Het begon allemaal met Michel Vaillant, een stripheld. Een kindertijdschrift vertelde over de avonturen van deze Franse coureur en Cristina Siani was dus gepassioneerd door de wereld van motoren. Daarna groeide ze op, werkte eerst bij ACI, daarna bij Mugello en twintig jaar lang in de staf van het Wereldkampioenschap Superbike. Tijdens het motorrijden ontmoette Cristina de liefde: Giovanni Di Pillo Een onafscheidelijk stel. Zijn verhaal is een concentraat van passie voor motoren, anekdotes, enthousiasme, herinneringen, met een snufje nostalgie maar veel vitaliteit.
“Toen ik een kind was, was er de Corriere dei Piccoli- Cristina Siani vertelt Corsedimoto – vertelde de avonturen van Michel Vaillant, een piloot die op het circuit racete. Die herinnering droeg ik met me mee. Ik kwam uit Florence, studeerde talen en ging af en toe bij ACI werken. Ik was een student die wat geld wilde verdienen. Het kantoor lag dicht bij het circuit van Mugello en ik begon te helpen in het secretariaat en bij de receptie voor de racepassen. Daar ontmoette ik Giovanni Di Pillo, spreker van het circuit. We hebben ons hele leven samen doorgebracht met het delen van werk en passie voor motoren.

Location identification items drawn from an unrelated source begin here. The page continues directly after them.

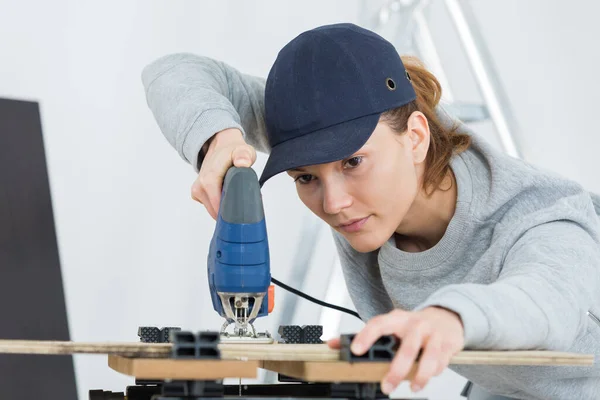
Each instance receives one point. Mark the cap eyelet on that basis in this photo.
(390, 84)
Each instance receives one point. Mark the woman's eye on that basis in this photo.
(353, 162)
(303, 179)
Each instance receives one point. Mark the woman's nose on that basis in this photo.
(335, 198)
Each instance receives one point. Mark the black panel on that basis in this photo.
(32, 303)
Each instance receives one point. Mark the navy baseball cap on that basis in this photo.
(325, 93)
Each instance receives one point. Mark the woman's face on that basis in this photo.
(366, 196)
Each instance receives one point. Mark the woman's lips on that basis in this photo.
(355, 226)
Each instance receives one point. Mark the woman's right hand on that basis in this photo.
(227, 148)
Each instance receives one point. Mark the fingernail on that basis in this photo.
(356, 348)
(387, 388)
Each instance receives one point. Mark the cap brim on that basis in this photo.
(326, 145)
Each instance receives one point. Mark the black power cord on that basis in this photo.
(310, 298)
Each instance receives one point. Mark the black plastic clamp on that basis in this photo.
(201, 345)
(383, 349)
(152, 334)
(306, 334)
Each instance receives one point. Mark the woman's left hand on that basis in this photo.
(438, 331)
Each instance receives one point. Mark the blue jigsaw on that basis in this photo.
(239, 272)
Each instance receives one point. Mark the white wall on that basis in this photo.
(132, 243)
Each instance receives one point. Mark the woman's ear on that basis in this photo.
(419, 136)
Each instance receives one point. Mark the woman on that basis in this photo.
(444, 241)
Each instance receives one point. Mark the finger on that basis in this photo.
(243, 156)
(405, 357)
(444, 359)
(428, 364)
(200, 195)
(386, 324)
(213, 194)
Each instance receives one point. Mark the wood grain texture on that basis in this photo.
(338, 371)
(152, 368)
(282, 352)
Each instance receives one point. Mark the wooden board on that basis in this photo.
(339, 371)
(281, 352)
(156, 350)
(153, 368)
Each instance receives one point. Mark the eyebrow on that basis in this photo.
(297, 170)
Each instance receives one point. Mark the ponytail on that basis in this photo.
(445, 141)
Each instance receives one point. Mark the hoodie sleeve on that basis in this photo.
(194, 97)
(549, 281)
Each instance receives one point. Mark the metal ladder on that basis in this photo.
(410, 33)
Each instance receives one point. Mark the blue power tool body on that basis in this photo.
(239, 273)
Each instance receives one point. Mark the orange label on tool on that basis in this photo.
(271, 295)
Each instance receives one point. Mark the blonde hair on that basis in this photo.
(444, 141)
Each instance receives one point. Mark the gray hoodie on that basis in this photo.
(519, 261)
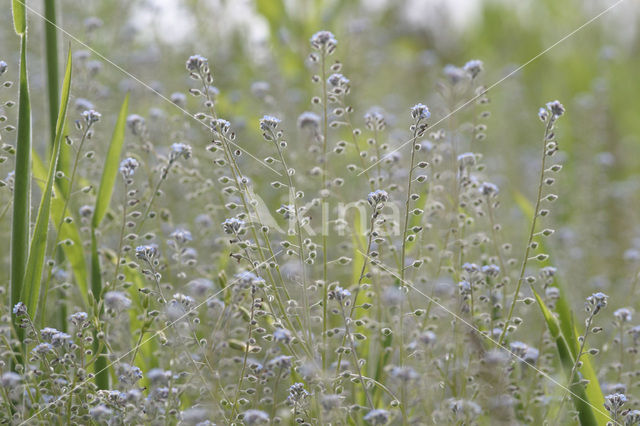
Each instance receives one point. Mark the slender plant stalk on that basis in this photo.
(536, 211)
(325, 135)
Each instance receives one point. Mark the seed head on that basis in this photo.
(91, 116)
(420, 112)
(128, 166)
(180, 150)
(324, 41)
(147, 252)
(269, 124)
(556, 108)
(474, 67)
(377, 197)
(309, 120)
(596, 302)
(19, 309)
(116, 300)
(232, 226)
(339, 293)
(196, 63)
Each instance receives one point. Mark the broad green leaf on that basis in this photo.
(22, 183)
(567, 359)
(110, 171)
(109, 174)
(569, 331)
(19, 16)
(35, 262)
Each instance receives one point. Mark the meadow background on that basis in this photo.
(394, 53)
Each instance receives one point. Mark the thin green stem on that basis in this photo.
(536, 211)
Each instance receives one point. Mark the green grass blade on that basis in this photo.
(569, 331)
(579, 396)
(111, 165)
(22, 184)
(51, 56)
(35, 263)
(109, 174)
(19, 17)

In Mugello ontmoette ik ook de gebroeders Flammini, de bedenkers en promotors van het Superbike Wereldkampioenschap”.
Wat was je baan?
“Aanvankelijk was ik verantwoordelijk voor de receptie en dat was heel veeleisend. De pasjes werden met de hand gemaakt, er waren zoveel lessen: het was echt zwaar werk. De piloten kwamen ze persoonlijk ophalen en ik herinner me een leuke anekdote”.
Die?
“Graziano Rossi was een bijzonder personage, die rondliep met de duivin aan de lijn. Op een dag kwam hij de pas halen met zijn wezentje op zijn schouders. Ze had een engelachtig gezicht, blauwe ogen, een waterval van blonde krullen en ik riep uit “wat een mooi meisje” en een klein stemmetje antwoordde: “Ik ben geen meisje, ik ben Valentino!” Sindsdien maken we er altijd grapjes over. Vale was als kind echt prachtig. Ik zou duizend andere verhalen hebben, zoals feestjes in de paddocks met de ruiters die zich uitkleden en vele andere. Ik klink misschien nostalgisch, maar ik denk dat ik het gouden tijdperk heb meegemaakt, vooral het Superbike Wereldkampioenschap”.
Vertel eens over die Superbike…
“De Flammini hadden me gevraagd om voor hen te werken, dus niet alleen in Mugello maar ook over de hele wereld en op hun andere evenementen. In het begin was ik verantwoordelijk voor de receptie, daarna ook voor marketing, persdienst, coördinatieactiviteiten: ik werd beschouwd als een soort sidekick voor Paolo Flammini. In de loop van de tijd had ik veel ervaring opgedaan en was ik de vertrouwenspersoon van de president geworden. Ik verzamelde de stromingen, de stemmen direct op het veld en ik vertelde hem mijn indrukken. Ik verbleef in SBK van 1993-1994 tot 2013 toen Dorna arriveerde, dingen veranderden en we kwamen niet verder. Ik was ook een beetje moe, eerlijk gezegd: het was een mooi maar veeleisend leven”.
Ben je nog steeds in de motoren gebleven?
“Ik ben een paar jaar freelancer geweest. Met mijn man, DJ Ringo en Virgin Radio hebben we een aantal hele leuke media-evenementen georganiseerd. Toen was Giovanni ziek, daar was de pandemie, van het een en ander gaf ik het een beetje op. Ik ben al een paar jaar betrokken bij de organisatie van de FIM Awards, ik heb een aantal andere samenwerkingen lopen, maar ik heb niet langer de planningsvaardigheden die ik ooit had. Ik doe wat ik leuk vind en dat geeft me een goed gevoel. Ik heb het motorrijden lange tijd met beide handen ervaren samen met de legendes van deze sport, echt uitzonderlijke mensen, met een uniek charisma”.
Passie was de basis van alles.
“Praten over werk is bijna te veel omdat er zoveel tomeloze passie, plezier en enthousiasme was van zowel mijn man als mij dat het iets heel moois was. Dan was er niet alleen het circuit maar ook motorcross, we werkten ook in autoraces en we varieerden een beetje in de motorsport. Door de jaren heen hebben we geweldige menselijke relaties opgebouwd met de rijders, maar ook met de monteurs en met alle mensen in de branche. Ik voelde enkele unieke emoties die ik in mij draag”.